January 16, 2012
Guest Post by Dan LUCA. Blog: Casa Europei
The European Union can encourage and facilitate cooperation between Member States in order to develop quality education, however unlike in other policy area’s the EU cannot harmonise any law or regulation of the Member States. The content and organisation of education systems and their cultural and linguistic particularities are fully in the hands of the Member States.
There is therefore very little what EU Institutions can do in terms of education policy. They can however encourage and facilitate voluntary cooperation between Member States. This is why the EU Institutions carry out the strategy of setting-up programs, instead of doing the impossible: imposing legislation.
They encourage and facilitate cooperation between Member States by dangling a very attractive carrot in front of the national competent authorities. Probably the most famous example is the Erasmus program, already active since the 1980’s. The European Commission states: “ERASMUS has become a driver in the modernisation of higher education institutions and systems in Europe”.

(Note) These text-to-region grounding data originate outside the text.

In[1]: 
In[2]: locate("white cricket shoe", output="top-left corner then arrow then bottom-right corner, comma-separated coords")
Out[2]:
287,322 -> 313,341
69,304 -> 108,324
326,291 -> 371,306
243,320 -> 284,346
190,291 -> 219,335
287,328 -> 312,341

This program, based on voluntary participation, requires higher education institutions to adopt an Erasmus University Charter in order to be part of the program. With a budget of more than 450 million Euro, and over 2.2 million participating students since the start of the program, Erasmus is a very successful ‘carrot on a stick’.
There are other, similar, but small, developments in EU education programs, like Leonardo da Vinci (for vocational training), Grundvig (for adult education). However, based on the Erasmus principle, these developments are not remarkable.
The European Council and the European Parliament are now reviewing and discussing the 2014–2020 program proposed by Commissioner for Education, Culture, Multilingualism and Youth, Mrs. Androulla Vassiliou. The program is called: ‘Erasmus for all‘, and it would bring together seven existing programs into one.
But this program does not have too many new elements; rather it is bringing existing elements together for a more efficient use of resources and easier access for participants. My question is why? Where is the innovation in the EU education policy area?
For my PhD thesis, which I finished 5 years ago, I did research to find new programs in the EU education area: today’s education does not sufficiently reflect a European dimension. The practical part of my research was done by an NGO – a project under the name Eureca. EURECA was conceived as a Campaign for European Education focusing on five main aims:
- Raising awareness for the importance of Education for the future integration of Europe and its citizens;
- Establishing a dialogue and an open exchange of ideas (horizontal – among students of all disciplines – and vertical – between students and decision -makers);
- Underlining the role that the European Union is playing in influencing European Education;
- Paying special attention to the role that Media can play in this issue;
- Elaborating a Proposal for a New Education Program.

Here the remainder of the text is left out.